The prisoner's dilemma is a common model in game theory for the interaction of individuals and has been used extensively to study the evolution of cooperation. There are hundreds of strategies for the prisoner's dilemma, many dating back to Axelrod's original tournaments and new strategies are still being discovered.

There are several software packages that replicate some aspects of iterated prisoner's dilemma tournaments, and recently a new library has been created to reproduce the results of earlier researchers, and to enable anyone to easily create and contribute new strategies.

In 2014, Tyler Singer-Clark defined several morality metrics that evaluate strategies for iterated prisoner's dilemma tournaments. There is a good summary on Scott Aaronson's blog and Singer-Clark's manuscript [pdf] is quite readable. The Axelrod library is now capable of reproducing Singer-Clark's results as well as extending them to the study of all the strategies in the library (currently about 80 ordinary strategies have been implemented).

The basic idea behind these morality metrics is to determine not just how often players cooperate, but also to determine how cooperative strategies are with other cooperative strategies.
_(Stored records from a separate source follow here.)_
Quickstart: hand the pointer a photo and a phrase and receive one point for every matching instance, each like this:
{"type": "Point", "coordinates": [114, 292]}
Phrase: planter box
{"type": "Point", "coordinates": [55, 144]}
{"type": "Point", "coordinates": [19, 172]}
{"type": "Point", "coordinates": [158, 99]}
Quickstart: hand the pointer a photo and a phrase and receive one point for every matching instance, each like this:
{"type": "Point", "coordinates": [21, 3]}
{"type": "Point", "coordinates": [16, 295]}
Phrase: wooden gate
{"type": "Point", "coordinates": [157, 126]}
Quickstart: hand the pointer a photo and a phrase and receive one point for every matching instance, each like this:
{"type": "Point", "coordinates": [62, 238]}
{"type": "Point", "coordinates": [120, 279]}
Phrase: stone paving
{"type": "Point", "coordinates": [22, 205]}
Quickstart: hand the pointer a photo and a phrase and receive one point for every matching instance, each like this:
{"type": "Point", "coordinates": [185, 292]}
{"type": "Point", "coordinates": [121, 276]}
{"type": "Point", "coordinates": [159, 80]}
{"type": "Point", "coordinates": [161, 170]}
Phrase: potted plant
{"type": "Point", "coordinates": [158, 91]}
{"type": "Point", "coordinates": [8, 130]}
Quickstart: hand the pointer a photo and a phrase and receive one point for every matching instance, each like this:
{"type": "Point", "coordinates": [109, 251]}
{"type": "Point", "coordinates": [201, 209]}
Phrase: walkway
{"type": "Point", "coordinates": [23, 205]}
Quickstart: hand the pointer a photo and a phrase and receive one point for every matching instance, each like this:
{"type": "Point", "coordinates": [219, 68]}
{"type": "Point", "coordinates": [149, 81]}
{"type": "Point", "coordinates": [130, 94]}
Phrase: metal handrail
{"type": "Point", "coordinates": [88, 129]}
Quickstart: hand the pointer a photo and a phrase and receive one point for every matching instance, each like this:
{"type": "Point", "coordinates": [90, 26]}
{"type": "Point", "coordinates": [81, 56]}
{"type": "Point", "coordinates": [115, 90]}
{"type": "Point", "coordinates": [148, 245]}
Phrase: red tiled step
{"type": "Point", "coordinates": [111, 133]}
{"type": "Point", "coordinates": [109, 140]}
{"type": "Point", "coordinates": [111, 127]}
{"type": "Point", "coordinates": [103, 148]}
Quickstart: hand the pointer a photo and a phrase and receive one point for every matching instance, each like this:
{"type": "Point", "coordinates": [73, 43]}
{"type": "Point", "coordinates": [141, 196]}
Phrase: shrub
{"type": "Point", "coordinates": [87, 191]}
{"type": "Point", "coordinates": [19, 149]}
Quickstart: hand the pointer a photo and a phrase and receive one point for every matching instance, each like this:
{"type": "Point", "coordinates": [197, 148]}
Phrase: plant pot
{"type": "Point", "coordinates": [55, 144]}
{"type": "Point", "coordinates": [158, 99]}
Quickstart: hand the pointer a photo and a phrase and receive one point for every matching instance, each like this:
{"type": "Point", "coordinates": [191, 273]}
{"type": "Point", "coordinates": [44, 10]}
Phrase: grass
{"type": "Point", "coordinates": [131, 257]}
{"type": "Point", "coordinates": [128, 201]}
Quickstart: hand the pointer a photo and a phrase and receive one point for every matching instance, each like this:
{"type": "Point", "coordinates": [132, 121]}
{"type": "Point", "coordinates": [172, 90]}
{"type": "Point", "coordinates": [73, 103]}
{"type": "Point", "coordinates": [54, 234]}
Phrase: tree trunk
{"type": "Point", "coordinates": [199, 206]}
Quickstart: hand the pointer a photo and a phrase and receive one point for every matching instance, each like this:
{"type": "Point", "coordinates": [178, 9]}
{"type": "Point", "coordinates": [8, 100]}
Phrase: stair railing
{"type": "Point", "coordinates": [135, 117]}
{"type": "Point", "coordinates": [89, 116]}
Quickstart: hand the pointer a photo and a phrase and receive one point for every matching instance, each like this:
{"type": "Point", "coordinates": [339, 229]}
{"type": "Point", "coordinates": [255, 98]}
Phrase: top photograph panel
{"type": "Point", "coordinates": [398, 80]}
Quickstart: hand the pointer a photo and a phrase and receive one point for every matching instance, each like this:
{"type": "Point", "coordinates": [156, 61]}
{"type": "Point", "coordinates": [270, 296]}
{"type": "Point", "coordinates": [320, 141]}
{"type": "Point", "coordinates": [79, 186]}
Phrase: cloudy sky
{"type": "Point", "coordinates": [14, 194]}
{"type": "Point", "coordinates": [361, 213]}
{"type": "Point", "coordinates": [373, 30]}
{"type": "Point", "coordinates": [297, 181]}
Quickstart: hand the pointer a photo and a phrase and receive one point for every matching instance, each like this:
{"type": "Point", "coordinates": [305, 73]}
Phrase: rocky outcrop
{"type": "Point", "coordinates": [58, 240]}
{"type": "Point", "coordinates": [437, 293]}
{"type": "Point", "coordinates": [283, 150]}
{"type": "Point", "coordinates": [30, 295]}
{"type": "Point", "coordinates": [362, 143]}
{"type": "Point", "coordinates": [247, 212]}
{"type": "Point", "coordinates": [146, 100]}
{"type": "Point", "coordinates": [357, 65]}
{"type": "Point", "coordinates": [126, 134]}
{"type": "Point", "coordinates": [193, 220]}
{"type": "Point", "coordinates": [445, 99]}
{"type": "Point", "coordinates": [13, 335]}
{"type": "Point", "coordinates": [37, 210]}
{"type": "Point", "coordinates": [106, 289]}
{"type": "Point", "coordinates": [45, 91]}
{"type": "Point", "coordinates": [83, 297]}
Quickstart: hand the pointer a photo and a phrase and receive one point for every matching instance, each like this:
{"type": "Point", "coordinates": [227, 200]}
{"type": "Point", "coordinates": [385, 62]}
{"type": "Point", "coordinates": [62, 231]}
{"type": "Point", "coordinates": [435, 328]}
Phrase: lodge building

Some strategies, such as Tit-For-Tat, are known for enforcing cooperation and punishing defection. As Aaronson says: "A moral person is someone who cooperates with other moral people, and who refuses to cooperate with immoral people." Other strategies try to maximize their personal payoffs, and are described as exploitative, while others are forgiving of defection or generous.

In an attempt to capture these behaviors, Singer-Clark computes principal eigenvectors of the cooperation matrix and variants. The idea is analogous to the PageRank algorithm, in which the morality of a strategy is dependent on how it behaves against other strategies and how those strategies behave with others (and so on). Let's discuss a few of these metrics:

• The Good-Partner Rating: how often a strategy cooperates at least as much as its opponents
• EigenJesus: The principal eigenvector of the cooperation matrix
• EigenMoses: The principal eigenvector of the cooperation matrix, modified to $D = 2 C - 1$ where $$C$$ is the cooperation matrix and $$1$$ is the matrix of all ones.
The EigenJesus rating is higher for cooperative strategies but does not penalize defection against uncooperative strategies as much as say the raw cooperation rates. The EigenMoses rating goes a bit further, and actually punishes strategies that cooperative with uncooperative opponents.

Typically the largest and smallest EigenJesus scores are for the strategies ALLC and ALLD (also called Cooperator and Defector). Variants of Tit-For-Tat typically score highly on the EigenJesus measure, and even higher for EigenMoses, since these strategies both cooperate with cooperative strategies and defect against uncooperative strategies.

## Metrics for Various Tournaments

First we show that the results of the Axelrod library match those from Singer-Clark's manuscript (see Table 1 on page 7). Note that the order is essentially the same even though the values differ (eigenvectors are only unique up to normalization). Note that PAVLOV is the same as Win-Stay-Lose-Shift, FRIEDMAN is the same as Grudger, and there is a $$p \leftrightarrow 1-p$$ symmetry in the definitions of Joss between Singer-Clark's implementation and Axelrod's. While the order of strategies for the EigenRanks are not identical, they are very close, and some of the strategies are stochastic, so this is not unexpected. For the definitions of any of these strategies, see the documentation for the Axelrod library.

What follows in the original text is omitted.